Multiline Code Blocks for Markdown With Syntax Highlighting

Since I'm releasing lots of code on this site, being able to have code blocks in articles sounded like a good idea.

At first, I wrapped the code in standard XHTML tags and added some formatting via CSS.

Then, I started to use the Markdown syntax (through its Python port) in my posts, and their source became much easier to read and write.

Unfortunately, I ran into some serious problems with them. It's been a while ago and I cannot remember anymore what exactly was the issue, sorry. As far as I can remember, they were related to indention, line breaks and (unintentional) Markdown syntax in a code block.

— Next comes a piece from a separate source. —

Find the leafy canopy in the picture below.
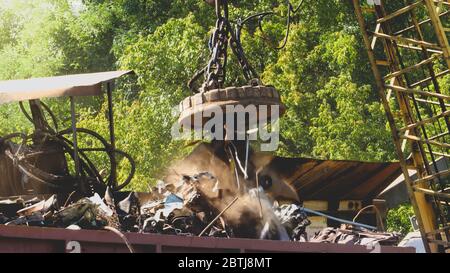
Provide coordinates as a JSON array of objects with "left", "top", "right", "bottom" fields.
[{"left": 0, "top": 0, "right": 397, "bottom": 191}]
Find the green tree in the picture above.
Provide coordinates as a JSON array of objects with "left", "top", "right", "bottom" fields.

However, syntax highlighting was also not available and I really wanted it for better readability. I've already been using the great Pygments package for my code snippets and it proved to be an excellent choice.

So, I wanted to have a Markdown syntax element like this:

[sourcecode:lexer]
some code
[/sourcecode]

lexer can be any language short name supported by Pygments.

Here is a Markdown preprocessor that uses Pygments to highlight the content enclosed by the above syntax:

import re

from markdown import Preprocessor
from pygments import highlight
from pygments.formatters import HtmlFormatter
from pygments.lexers import get_lexer_by_name, TextLexer


class CodeBlockPreprocessor(Preprocessor):

    pattern = re.compile(
        r'\[sourcecode:(.+?)\](.+?)\[/sourcecode\]', re.S)

    def run(self, lines):
        def repl(m):
            try:
                lexer = get_lexer_by_name(m.group(1))
            except ValueError:
                lexer = TextLexer()
            code = highlight(m.group(2), lexer, HtmlFormatter())
            code = code.replace('\n\n', '\n \n')
            return '\n\n<div class="code">%s</div>\n\n' % code
        return self.pattern.sub(
            repl, '\n'.join(lines)).split('\n')

Then, the preprocessor can be integrated like this:

from markdown import Markdown

md = Markdown()
md.preprocessors.insert(0, CodeBlockPreprocessor())
markdown = md.__str__

markdown is then a callable that can be passed to the context of a template and used in that template, for example.

Finally, have Pygments generate a stylesheet (pygments.css in this example) to be embedded into the website:

$ pygmentize -S <some style> -f html > pygments.css

Here you are, enjoy the new colorful code presentation!

Update: As of Pygments 0.9, released October 14, 2007, the code presented here is included in the distribution as external/markdown-processor.py.

Update: In case you're writing documents in reStructuredText which contain code blocks, you might appreciate that as of docutils 0.9, released May 02, 2012, both a directive as well as an interpreted role for code, highlighted by Pygments, are supported out-of-the-box.